Okta Single-Sign-on Setup

The following describes how to set up Single-Sign-on in dbFront using Okta (Okta.com).

Okta is one of the premier identity providers in the industry.

Information Collection

When setting up Okta Single-Sign-on you need to collect or decide on the following pieces of information:

Determine a display name for your application. e.g. "dbFront - Records Maintenance",
Determine the root URL for your dbFront install. This would be something like:
- https://dbFront.YourCompany.com/dbFront/ (public server with SSL)
- http://YourServer/dbFront/ (internal server without SSL)
Create a unique application id: A suggested value is "sp.dbFront.YourCompany.com",
Determine / Create an Okta group for administrators: e.g. "dbFrontAdmins"

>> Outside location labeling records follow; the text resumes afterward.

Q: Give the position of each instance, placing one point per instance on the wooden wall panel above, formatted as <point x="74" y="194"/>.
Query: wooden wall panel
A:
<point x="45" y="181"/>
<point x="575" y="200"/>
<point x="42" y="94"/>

Okta Application Setup Steps

Before proceeding, it would be good to review the Okta documentation for adding a SAML2 application. See: Okta SAML 2

Browse to the Okta login page: https://yourcompany.okta.com,
Complete the login,
Click on the Applications link on the top menu to view the configured applications,
Click on the big green Create New App button to configure a new application,
Choose the "Sign on method SAML 2.0" and click next,
Wizard page 1 "General Settings":
1. App Name: e.g. "dbFront - Records Maintenance",
2. App logo: Adjust the Logo as desired.
Click Next,
Wizard page 2 "SAML Settings":
1. Single sign on URL: This should match the root URL for your dbFront install, e.g. "https://dbFront.YourCompany.com/dbFront/default.aspx",
  Note: The "/default.aspx" must be included when using Okta,
2. Audience URI (SP Entity ID): This value must match the dbFront Application Id configured in dbFront, the value suggested above was "sp.dbFront.YourCompany.com",
3. Group Attribute: Add the group attribute "memberOf":
  1. The name must be "memberOf",
  2. The format should be "Basic",
  3. You must select a filter with a value or no groups will be returned,
    e.g. Contains: admin
4. Download and save the Okta Certificate.
Click Next,
Wizard page 3 "Feedback",
1. Are you a customer or partner: Select "I'm an Okta customer adding an internal app".
2. App type: Check "This is an internal app that we have created"
  Note: This is required because dbFront is a client installed application instead of a SAAS service.
Click Finish to save the application settings,
Once the application is created it will reopen with the "Sign On" tab visible,
The "Sign On" tab will contain a notice with further instructions,
Click on the "View Setup Instructions" to retrieve the information needed for dbFront,
A new window will open with the title "How to Configure SAML 2.0 for dbFront - Records Maintenance Application",
Please save the following (Copy => Paste):
1. Identity Provider Single Sign-On URL: Enter in dbFront as the Okta Endpoint Url (see below),
2. X.509 Certificate: Enter in dbFront as the Okta Public Certificate (see below),

Okta Groups and Users

Please review the Okta documentation for instructions on creating and assigning users and groups to the dbFront application.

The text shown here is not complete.